Commentary

The digital bridge for gaps in care


 

References

Medical knowledge has grown rapidly over the last century, but our ability to carry out preventive health and disease treatment recommendations falls far short of what we would like.

Preventive health-screening compliance is in the range of just 50%-70% for interventions such as mammography and colonoscopy. For treatment of diseases such as hypertension and diabetes, only 50%-75% of patients are treated to the recommended goal. Among patients who are prescribed medications for chronic diseases, compliance varies enormously, with patients missing anywhere from 20% to 75% of the prescribed doses. Although investing in research to find new preventive and treatment strategies is important, it is likely that closing gaps in care in areas of already demonstrated efficacy can deliver greater value.

Dr. Neil Skolnik

Dr. Neil Skolnik

Gaps in care exist at all levels. There are gaps in how well new treatments are communicated to physicians; gaps in how well clinicians implement both new and existing recommendations; and gaps in how patients carry out the recommendations of their physicians. Some of these deficiencies are due to poor compliance with evidence-based recommendations at the individual patient level, and some are system-wide issues. Even when a doctor is aware of guidelines and intends to implement these proven strategies, there are barriers to seeing the right patients at the right times to assess and coordinate needed care. At the system level, the costs of delivering care in an environment with significant reimbursement pressure limits the extent to which preventive and proactive strategies can be implemented.

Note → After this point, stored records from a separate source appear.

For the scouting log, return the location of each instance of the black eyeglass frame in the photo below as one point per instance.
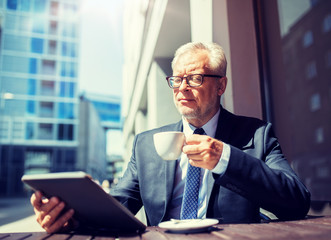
(182, 79)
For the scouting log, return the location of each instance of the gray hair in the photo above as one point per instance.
(217, 59)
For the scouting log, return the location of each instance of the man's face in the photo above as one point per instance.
(197, 104)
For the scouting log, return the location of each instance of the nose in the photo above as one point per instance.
(184, 85)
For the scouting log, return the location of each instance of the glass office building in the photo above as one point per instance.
(38, 86)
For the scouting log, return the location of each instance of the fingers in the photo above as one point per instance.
(203, 151)
(48, 212)
(36, 199)
(52, 223)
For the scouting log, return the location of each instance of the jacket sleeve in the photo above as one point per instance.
(264, 176)
(127, 190)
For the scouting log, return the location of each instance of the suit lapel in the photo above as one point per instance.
(170, 170)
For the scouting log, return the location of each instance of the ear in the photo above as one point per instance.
(222, 85)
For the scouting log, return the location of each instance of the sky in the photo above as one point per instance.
(101, 54)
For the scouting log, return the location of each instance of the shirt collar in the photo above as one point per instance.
(209, 127)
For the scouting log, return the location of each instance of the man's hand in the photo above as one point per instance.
(203, 151)
(48, 212)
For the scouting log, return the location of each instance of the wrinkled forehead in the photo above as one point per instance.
(191, 62)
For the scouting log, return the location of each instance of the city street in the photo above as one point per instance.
(16, 215)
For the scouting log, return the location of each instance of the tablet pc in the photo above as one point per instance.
(93, 206)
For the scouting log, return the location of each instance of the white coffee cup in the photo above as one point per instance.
(169, 144)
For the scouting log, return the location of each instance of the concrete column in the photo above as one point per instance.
(160, 106)
(234, 29)
(201, 13)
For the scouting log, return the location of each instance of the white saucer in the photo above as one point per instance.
(188, 226)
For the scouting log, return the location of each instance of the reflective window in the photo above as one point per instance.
(319, 135)
(52, 47)
(37, 45)
(46, 109)
(68, 69)
(39, 6)
(25, 5)
(38, 24)
(66, 110)
(67, 89)
(307, 39)
(31, 107)
(65, 131)
(311, 71)
(31, 87)
(299, 112)
(17, 130)
(54, 8)
(12, 4)
(327, 23)
(47, 88)
(315, 102)
(45, 131)
(29, 130)
(48, 67)
(53, 27)
(16, 43)
(328, 59)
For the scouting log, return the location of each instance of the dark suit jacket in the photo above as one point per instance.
(258, 175)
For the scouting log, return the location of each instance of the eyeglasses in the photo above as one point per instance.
(193, 80)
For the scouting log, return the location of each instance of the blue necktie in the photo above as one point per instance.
(191, 190)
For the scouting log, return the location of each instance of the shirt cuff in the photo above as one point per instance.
(222, 164)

However, dynamics are changing rapidly with the fast-moving field of virtual care. When patients decide that they need medical care, either for an acute or a chronic problem, they can go to a website and submit a question. They may get answers to their questions from physician-curated answers to similar questions or from a new answer authored by a physician. They may connect via text, phone, or video chat for virtual appointments with physicians they know or physicians new to them who have the appropriate subspecialty training. During these virtual visits, the patients can provide their histories and even upload pictures or other documents as needed; the physicians can evaluate the patients, create encounter notes, develop management plans and even prescribe labs and medications via any pharmacy in the United States and refer patients to other doctors for virtual or in-person visits and/or follow-up virtually or in person, as needed. This can all happen very quickly, anywhere, anytime at the convenience of both the physician and the patient.

The emergence of these end-to-end solutions for virtual care, enabled by the rapid advance of digital health technologies and the pervasive use of mobile platforms, may overcome many barriers for both physicians and patients. In a virtual care environment, patients can be connected with physicians anytime, anywhere, and in a highly convenient and efficient way for both parties – thus lowering the hurdles to needed care and increasing the speed at which care can be delivered. Patients get easy access to information guiding them to proved preventive care. These platforms also deliver follow-up care plans and reminders electronically via the communications channels that patients use in their daily lives including text, e-mail, and phone messaging.

A well-organized virtual environment can increase patient awareness and engagement. In addition, today’s virtual care platforms use algorithms to ensure the right doctor is matched to the right specific patient in need, and they even possess decision-support capabilities to doctors that help them deliver guideline-supported care. Because of this, the hope is that more care can be delivered by existing doctors to larger numbers of patients in a more cost-effective manner.

One potential issue, of course, has to do with how this will change the relationship between physician and patient. After all, we live in a world where the individualization of information and services is increasingly taken for granted, and the field of health care is no different. For some people, at some times, having the personal touch of and relationship with a physician will be important. For other people, at other times, convenience, easy access, and delivery of evidence-based, dependable care will be most important. The fact is, both are possible when the new virtual care platforms are merged with traditional models of care.

To be successful in capturing value in this new and rapidly emerging field, many obstacles need to be overcome (N. Engl. J. Med. 2015 372:1684-5). Current legal and regulatory frameworks do not fully support virtual care, for starters. One such challenge is state licensing for physicians, which is not currently flexible enough to support virtual care. Another even more significant challenge is to develop the evidence base showing that virtual approaches are safe, efficacious, and truly cost-effective for specific clinical applications. The truest advantage of virtual health care is the potential to bring the right information to the right patient at the right time.